Sunday 23 September 2007

My second tongue


Carla Bruni is an Italian that writes and sings in French. Julie Delpy is a French that writes and sings in English. This, in addition to the easiness I have expressing myself in English makes me wonder what is it that makes writing (personal stuff or not) in another language so compelling and eventually so effective as well…
Could it be that this way one can take some distance from the emotionality our own mother tongue is usually packed with, and moving away from that we can be more accurate in what we want to say? In Greek I am inclined to pretend to write with various literary mannerisms, whereas in English I cannot do that. In English it’s just me and my clumsy thoughts. I can be honest: words carry no weight, for me they have no more meaning than what I give them on the very moment I use them. In Greek, I am tragic, I write heavily, I make no sense.
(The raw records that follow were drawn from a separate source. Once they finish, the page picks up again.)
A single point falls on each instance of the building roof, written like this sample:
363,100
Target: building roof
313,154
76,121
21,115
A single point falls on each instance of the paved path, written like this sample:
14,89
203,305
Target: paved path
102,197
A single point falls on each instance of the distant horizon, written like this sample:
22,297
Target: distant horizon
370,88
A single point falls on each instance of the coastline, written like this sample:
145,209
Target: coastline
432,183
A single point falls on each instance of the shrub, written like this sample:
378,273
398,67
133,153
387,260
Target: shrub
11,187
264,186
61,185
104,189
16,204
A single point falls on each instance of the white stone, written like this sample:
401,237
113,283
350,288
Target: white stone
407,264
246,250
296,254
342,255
I am lost in my literary aspirations to be a novelist, to write the perfect sentence that I will read afterwards and weep. In English I am ok however, I aspire nothing, I only want to say the truth.
Julie’s French accent is nice, it carries over a distance from her songs that although they are so personal and tragic (“My heart will stay yours until I die” for example) you cannot believe she means everything as tragically as she puts it. And this does not mean that she is insincere or that her songs are phoney, it just means that she is detached from them when she sings them and therefore they seem more believable. She doesn’t seem to have written to them on the spur of the moment, they don’t seem emotional songs. So people, I can take them seriously: they are not the songs of a fragile, passionate, weeping woman. They were written after a certain amount of thought. They seem songs that stemmed from heavy emotions but they were written and performed in cold blood. She wrote them with a cool head, that’s why they are so good, and she wrote them with a cool head that’s why they’re in English.
In praise of the second language then, don’t write in your mother tongues people or you’ll be soppy. Detach yourselves. C’est cool!